E a maggior ragione moltissime delle nuove compatte che i gruppi auto hanno previsto di far uscire in questo travagliato 2020. Così c’è da riflettere su quello che scrive l’autore americano: “la range anxiety è soprattutto una paura intensificata da quelli che hanno interesse a garantirsi che l’adozione di veicoli elettrici non avvenga mai”.
Brinkerhoff ha anche un ulteriore argomento per chi si focalizza sull’autonomia. Il confronto tra Tesla Model 3 e altri modelli in vendita negli U.S.A. gli suggerisce che più che al solo range la clientela sia attenta oggi al rapporto prezzo/autonomia.
E qui usa un argomento che sembra andare contro a ciò che intende dimostrare. Il miglior rapporto prezzo/autonomia (secondo una tabella presa a prestito dall’agenzia Bloomberg) in America appartiene a modelli che sono best seller nelle vendite e che hanno inoltre autonomie elevate.
Ovvero Tesla Model 3 Long Range (con rapporto prezzo/autonomia di $141 per miglio percorso), Chevy Bolt ($157) e Tesla Model 3 Standard Range ($160). Così nel lungo post del ricercatore di Stanford questo argomento sembra portare dalla parte opposta, senza convincerci che modelli con batterie di autonomia non iperbolica e smarcarsi dalla range anxiety vadano a braccetto.
Ma il ragionamento di Brinkerhoff vale più dell’esempio che porta a suo sostegno. Perché se si sceglie di valutare il rapporto prezzo/autonomia anche per modelli europei e si compila una tabella della gamma elettrica disponibile da questo lato dell’Atlantico si nota che fornisce risultati molto diversi da quelli americani.
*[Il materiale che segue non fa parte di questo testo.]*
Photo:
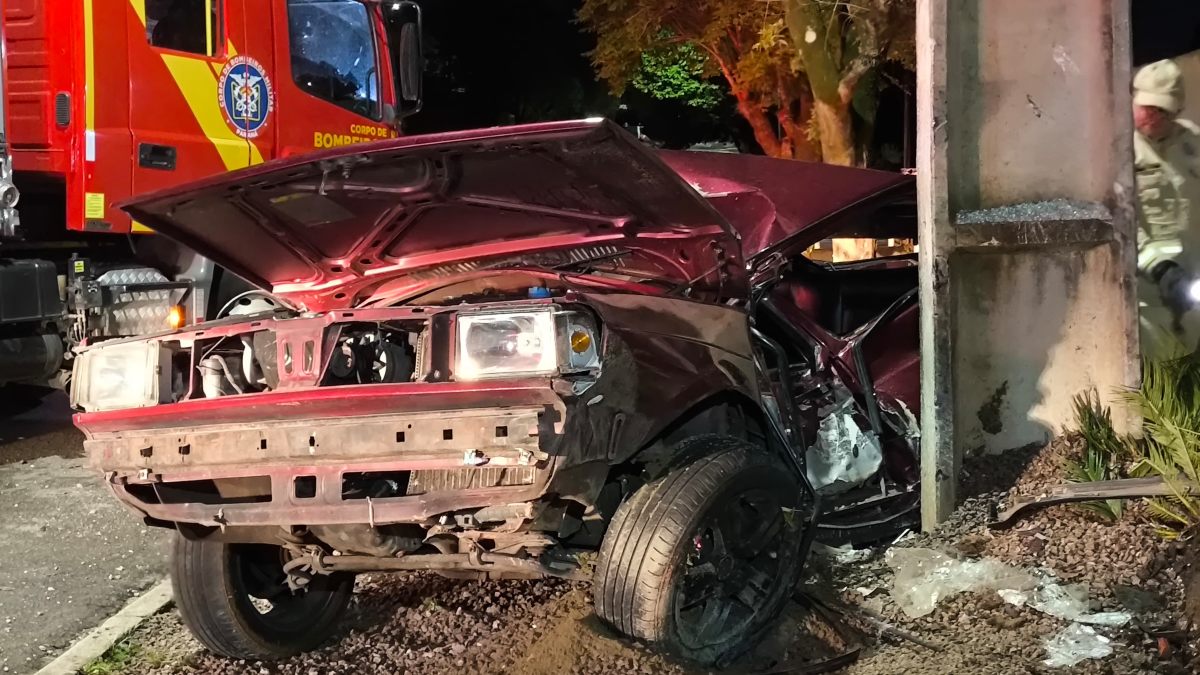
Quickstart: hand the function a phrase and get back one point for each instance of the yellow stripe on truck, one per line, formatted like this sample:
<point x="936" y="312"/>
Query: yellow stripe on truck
<point x="89" y="67"/>
<point x="198" y="84"/>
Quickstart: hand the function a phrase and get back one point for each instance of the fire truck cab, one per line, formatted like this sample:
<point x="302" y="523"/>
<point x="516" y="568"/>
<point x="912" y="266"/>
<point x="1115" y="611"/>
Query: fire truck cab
<point x="108" y="99"/>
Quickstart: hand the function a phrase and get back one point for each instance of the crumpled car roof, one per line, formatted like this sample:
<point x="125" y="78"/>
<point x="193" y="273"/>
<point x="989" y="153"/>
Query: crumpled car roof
<point x="769" y="201"/>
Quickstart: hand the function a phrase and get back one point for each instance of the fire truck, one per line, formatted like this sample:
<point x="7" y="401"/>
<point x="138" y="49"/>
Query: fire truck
<point x="107" y="99"/>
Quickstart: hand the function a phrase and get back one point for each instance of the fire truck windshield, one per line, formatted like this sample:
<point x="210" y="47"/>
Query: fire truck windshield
<point x="334" y="53"/>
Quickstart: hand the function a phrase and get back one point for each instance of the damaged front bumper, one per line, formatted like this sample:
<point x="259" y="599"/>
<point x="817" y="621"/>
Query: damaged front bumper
<point x="457" y="452"/>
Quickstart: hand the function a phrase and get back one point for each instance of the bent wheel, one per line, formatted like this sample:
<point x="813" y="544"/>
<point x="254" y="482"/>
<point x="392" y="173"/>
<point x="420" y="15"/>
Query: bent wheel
<point x="235" y="599"/>
<point x="702" y="559"/>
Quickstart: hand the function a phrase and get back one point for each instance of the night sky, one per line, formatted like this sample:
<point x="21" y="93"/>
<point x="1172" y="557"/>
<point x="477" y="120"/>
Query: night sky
<point x="511" y="61"/>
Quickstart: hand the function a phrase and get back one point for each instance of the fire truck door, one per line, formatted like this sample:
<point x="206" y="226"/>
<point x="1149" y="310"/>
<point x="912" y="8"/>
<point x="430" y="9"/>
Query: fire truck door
<point x="333" y="75"/>
<point x="193" y="100"/>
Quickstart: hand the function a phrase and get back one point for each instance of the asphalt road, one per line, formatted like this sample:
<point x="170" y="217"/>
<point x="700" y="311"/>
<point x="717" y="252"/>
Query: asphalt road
<point x="70" y="554"/>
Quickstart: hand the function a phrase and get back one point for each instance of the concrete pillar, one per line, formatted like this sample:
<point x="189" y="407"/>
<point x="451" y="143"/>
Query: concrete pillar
<point x="1027" y="239"/>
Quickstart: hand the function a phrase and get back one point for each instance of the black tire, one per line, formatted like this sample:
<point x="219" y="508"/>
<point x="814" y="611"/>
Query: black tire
<point x="216" y="586"/>
<point x="661" y="551"/>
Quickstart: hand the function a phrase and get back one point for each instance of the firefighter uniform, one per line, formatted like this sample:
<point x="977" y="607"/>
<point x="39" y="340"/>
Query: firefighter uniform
<point x="1168" y="169"/>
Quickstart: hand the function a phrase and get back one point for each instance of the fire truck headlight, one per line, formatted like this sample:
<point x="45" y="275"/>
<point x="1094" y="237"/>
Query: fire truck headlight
<point x="1194" y="291"/>
<point x="124" y="376"/>
<point x="177" y="317"/>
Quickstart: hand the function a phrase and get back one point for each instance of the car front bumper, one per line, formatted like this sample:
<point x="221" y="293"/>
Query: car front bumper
<point x="456" y="451"/>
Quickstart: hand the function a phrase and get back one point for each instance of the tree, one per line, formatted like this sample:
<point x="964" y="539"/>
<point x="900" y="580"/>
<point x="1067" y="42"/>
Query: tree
<point x="741" y="41"/>
<point x="841" y="46"/>
<point x="805" y="73"/>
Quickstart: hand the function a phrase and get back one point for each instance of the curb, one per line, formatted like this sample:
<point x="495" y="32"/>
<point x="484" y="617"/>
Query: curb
<point x="94" y="645"/>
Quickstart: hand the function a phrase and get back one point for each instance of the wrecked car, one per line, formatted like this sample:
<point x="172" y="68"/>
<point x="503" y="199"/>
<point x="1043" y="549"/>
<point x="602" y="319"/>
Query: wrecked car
<point x="517" y="352"/>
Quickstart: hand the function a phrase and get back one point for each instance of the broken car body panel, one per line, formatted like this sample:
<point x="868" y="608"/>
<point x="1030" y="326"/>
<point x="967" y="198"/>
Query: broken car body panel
<point x="355" y="406"/>
<point x="381" y="222"/>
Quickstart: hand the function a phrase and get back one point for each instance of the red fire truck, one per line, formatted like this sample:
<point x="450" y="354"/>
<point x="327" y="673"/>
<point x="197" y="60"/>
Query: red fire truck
<point x="107" y="99"/>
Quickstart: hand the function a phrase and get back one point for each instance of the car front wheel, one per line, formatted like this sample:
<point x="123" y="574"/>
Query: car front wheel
<point x="702" y="559"/>
<point x="237" y="602"/>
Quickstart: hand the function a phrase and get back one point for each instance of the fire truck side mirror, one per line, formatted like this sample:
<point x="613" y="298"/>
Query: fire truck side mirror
<point x="408" y="57"/>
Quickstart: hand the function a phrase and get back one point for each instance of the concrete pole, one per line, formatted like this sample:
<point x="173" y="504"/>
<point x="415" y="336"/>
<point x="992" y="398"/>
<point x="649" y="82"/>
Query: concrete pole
<point x="1027" y="234"/>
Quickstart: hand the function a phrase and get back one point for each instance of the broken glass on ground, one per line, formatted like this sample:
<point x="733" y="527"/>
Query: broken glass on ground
<point x="925" y="577"/>
<point x="1075" y="644"/>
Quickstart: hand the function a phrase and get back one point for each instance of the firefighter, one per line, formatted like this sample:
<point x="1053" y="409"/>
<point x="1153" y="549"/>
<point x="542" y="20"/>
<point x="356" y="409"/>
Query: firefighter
<point x="1167" y="155"/>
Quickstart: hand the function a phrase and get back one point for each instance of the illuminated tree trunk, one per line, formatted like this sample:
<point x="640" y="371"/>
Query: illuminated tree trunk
<point x="817" y="35"/>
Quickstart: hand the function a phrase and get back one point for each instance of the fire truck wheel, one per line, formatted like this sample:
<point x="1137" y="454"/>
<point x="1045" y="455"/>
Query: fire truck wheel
<point x="235" y="599"/>
<point x="701" y="560"/>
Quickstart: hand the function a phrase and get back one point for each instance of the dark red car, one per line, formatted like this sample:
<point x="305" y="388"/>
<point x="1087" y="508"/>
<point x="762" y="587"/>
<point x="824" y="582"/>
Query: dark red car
<point x="501" y="352"/>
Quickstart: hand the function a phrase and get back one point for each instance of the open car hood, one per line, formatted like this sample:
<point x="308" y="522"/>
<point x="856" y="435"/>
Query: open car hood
<point x="384" y="221"/>
<point x="777" y="204"/>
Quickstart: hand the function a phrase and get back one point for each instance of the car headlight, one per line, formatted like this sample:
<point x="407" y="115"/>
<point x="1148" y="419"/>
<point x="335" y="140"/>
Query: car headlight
<point x="123" y="376"/>
<point x="540" y="341"/>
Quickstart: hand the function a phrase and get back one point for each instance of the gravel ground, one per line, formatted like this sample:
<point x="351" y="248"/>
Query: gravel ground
<point x="70" y="553"/>
<point x="423" y="623"/>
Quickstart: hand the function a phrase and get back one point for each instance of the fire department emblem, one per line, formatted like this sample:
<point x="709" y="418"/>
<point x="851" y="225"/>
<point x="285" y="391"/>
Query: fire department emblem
<point x="246" y="96"/>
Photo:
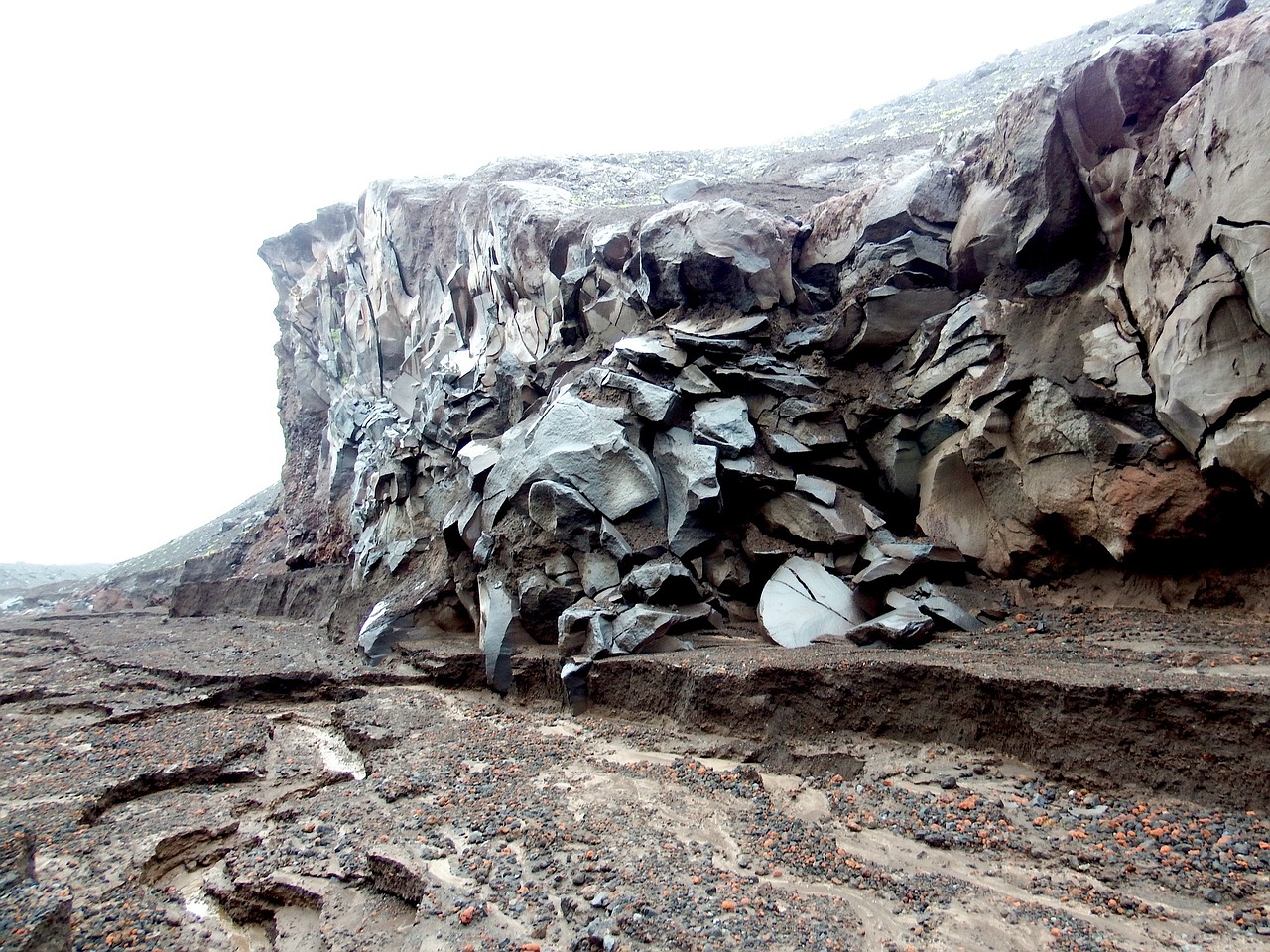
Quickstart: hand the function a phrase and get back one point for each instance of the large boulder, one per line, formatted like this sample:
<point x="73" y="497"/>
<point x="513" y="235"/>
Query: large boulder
<point x="802" y="602"/>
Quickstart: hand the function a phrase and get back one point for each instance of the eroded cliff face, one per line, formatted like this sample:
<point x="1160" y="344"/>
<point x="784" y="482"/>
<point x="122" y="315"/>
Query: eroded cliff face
<point x="527" y="404"/>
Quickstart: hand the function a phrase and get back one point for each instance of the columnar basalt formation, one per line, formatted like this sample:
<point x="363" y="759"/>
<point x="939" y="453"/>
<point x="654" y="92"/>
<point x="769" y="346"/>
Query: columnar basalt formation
<point x="530" y="405"/>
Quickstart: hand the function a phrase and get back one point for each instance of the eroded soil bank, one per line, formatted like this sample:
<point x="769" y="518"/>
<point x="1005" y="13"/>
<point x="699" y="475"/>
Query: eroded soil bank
<point x="1097" y="782"/>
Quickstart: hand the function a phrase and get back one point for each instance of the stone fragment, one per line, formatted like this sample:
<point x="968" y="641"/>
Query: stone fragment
<point x="717" y="333"/>
<point x="1057" y="282"/>
<point x="684" y="189"/>
<point x="642" y="624"/>
<point x="399" y="873"/>
<point x="893" y="315"/>
<point x="563" y="512"/>
<point x="498" y="611"/>
<point x="719" y="253"/>
<point x="1213" y="10"/>
<point x="694" y="381"/>
<point x="652" y="352"/>
<point x="17" y="856"/>
<point x="540" y="603"/>
<point x="1210" y="353"/>
<point x="758" y="544"/>
<point x="581" y="445"/>
<point x="815" y="525"/>
<point x="690" y="476"/>
<point x="906" y="626"/>
<point x="931" y="602"/>
<point x="724" y="422"/>
<point x="802" y="602"/>
<point x="651" y="402"/>
<point x="725" y="569"/>
<point x="1242" y="445"/>
<point x="599" y="571"/>
<point x="665" y="581"/>
<point x="1111" y="359"/>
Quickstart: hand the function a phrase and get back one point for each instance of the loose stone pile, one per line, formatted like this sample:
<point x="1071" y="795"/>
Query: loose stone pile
<point x="612" y="426"/>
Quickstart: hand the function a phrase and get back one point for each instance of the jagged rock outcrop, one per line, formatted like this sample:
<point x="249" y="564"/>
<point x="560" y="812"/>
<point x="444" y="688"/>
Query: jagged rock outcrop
<point x="612" y="425"/>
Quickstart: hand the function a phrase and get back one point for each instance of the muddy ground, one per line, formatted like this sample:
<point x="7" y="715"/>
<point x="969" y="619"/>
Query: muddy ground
<point x="1065" y="780"/>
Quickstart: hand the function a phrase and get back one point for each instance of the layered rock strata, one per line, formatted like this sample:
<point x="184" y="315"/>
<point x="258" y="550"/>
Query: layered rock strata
<point x="607" y="425"/>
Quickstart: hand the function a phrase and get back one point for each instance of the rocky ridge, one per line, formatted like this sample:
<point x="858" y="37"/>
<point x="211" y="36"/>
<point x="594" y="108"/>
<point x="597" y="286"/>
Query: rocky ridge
<point x="526" y="405"/>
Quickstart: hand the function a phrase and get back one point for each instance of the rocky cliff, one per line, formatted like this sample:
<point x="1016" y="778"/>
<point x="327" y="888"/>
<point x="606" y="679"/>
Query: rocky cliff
<point x="795" y="390"/>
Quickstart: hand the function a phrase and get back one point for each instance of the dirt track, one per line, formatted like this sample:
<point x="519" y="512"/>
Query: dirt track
<point x="246" y="783"/>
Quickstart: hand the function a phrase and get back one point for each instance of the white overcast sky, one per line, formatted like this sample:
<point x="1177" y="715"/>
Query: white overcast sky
<point x="150" y="148"/>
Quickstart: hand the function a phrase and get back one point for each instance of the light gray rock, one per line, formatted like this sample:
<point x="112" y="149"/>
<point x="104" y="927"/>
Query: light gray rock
<point x="815" y="525"/>
<point x="498" y="612"/>
<point x="598" y="571"/>
<point x="717" y="253"/>
<point x="724" y="422"/>
<point x="651" y="402"/>
<point x="683" y="190"/>
<point x="1213" y="10"/>
<point x="1210" y="353"/>
<point x="640" y="625"/>
<point x="906" y="626"/>
<point x="653" y="352"/>
<point x="665" y="581"/>
<point x="802" y="602"/>
<point x="581" y="445"/>
<point x="690" y="475"/>
<point x="563" y="512"/>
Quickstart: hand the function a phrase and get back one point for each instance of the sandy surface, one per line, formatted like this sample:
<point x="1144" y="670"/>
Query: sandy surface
<point x="248" y="784"/>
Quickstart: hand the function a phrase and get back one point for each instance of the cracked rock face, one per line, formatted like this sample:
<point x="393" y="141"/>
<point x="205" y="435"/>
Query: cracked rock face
<point x="1040" y="349"/>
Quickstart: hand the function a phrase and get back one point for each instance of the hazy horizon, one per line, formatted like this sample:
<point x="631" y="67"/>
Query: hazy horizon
<point x="159" y="146"/>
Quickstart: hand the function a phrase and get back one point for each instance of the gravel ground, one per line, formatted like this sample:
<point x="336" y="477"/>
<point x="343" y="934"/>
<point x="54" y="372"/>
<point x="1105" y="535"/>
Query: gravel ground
<point x="234" y="783"/>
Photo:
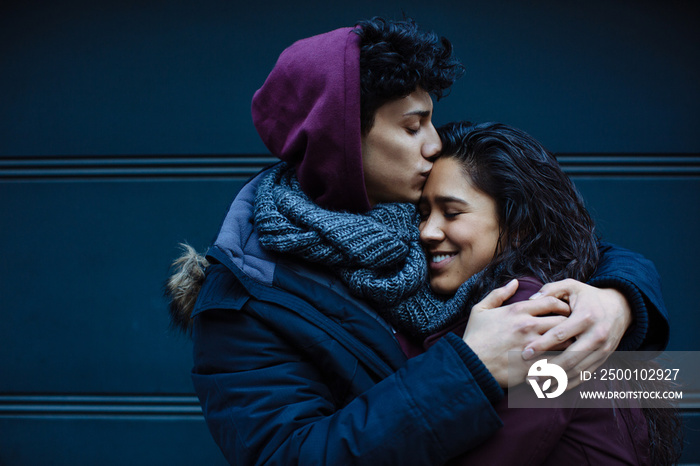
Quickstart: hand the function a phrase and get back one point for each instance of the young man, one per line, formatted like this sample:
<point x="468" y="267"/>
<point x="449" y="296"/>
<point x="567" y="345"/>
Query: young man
<point x="295" y="356"/>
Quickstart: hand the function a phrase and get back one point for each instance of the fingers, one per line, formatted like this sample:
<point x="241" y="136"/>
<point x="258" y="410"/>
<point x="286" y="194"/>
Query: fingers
<point x="498" y="296"/>
<point x="542" y="307"/>
<point x="556" y="336"/>
<point x="561" y="289"/>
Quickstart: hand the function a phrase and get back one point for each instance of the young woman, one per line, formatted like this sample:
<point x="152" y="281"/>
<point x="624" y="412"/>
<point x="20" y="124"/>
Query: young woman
<point x="498" y="207"/>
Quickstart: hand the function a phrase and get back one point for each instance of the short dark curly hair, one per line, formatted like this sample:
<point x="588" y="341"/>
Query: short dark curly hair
<point x="397" y="57"/>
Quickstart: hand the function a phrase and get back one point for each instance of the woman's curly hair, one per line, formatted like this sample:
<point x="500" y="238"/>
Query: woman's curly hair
<point x="546" y="230"/>
<point x="396" y="58"/>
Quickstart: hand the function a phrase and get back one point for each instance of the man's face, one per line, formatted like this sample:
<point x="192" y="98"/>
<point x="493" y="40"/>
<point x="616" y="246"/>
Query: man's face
<point x="397" y="152"/>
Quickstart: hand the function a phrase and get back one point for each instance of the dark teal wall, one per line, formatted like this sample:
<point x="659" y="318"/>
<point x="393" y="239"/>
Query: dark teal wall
<point x="125" y="129"/>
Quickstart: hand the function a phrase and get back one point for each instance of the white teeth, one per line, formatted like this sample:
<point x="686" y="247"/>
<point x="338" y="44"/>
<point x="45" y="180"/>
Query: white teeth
<point x="441" y="257"/>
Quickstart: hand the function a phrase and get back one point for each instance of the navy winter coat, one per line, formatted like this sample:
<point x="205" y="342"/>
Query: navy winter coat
<point x="291" y="369"/>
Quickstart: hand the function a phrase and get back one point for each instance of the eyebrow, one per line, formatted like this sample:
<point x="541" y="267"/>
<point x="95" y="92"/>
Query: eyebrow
<point x="444" y="200"/>
<point x="420" y="113"/>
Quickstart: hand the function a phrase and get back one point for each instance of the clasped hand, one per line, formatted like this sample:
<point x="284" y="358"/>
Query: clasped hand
<point x="584" y="321"/>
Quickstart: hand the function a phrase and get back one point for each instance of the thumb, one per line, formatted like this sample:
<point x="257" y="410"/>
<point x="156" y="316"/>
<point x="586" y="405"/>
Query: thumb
<point x="561" y="290"/>
<point x="498" y="296"/>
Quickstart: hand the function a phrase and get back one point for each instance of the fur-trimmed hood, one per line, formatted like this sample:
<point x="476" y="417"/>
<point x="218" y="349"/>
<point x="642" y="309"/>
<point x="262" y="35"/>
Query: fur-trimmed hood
<point x="182" y="288"/>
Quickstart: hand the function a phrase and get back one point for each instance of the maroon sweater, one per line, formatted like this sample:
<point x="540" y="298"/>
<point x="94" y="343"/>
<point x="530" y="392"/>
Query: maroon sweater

Un po’ per la gamma diversa disponibile, un po’ perché autonomia WLTP e EPA non sono identiche, la metrica esportata in Europa come si vede è guidata da citycar elettriche: Renault Zoe, Peugeot e-208, Opel Corsa-e. Anche se i nuovi modelli PSA hanno appena iniziato a farsi notare dal pubblico e non hanno ancora avuto i successi di vendita di Zoe.
Ma la logica crediamo sia chiara. Anche nell’auto elettrica può esistere un’area dove non domina il carisma di marca o la camicia di forza della range anxiety: batterie dal costo ragionevole grazie alla rinuncia all’inseguire lunghe autonomie e quindi prezzi accessibili sono la cifra di questo spazio, che varrà la pena seguire.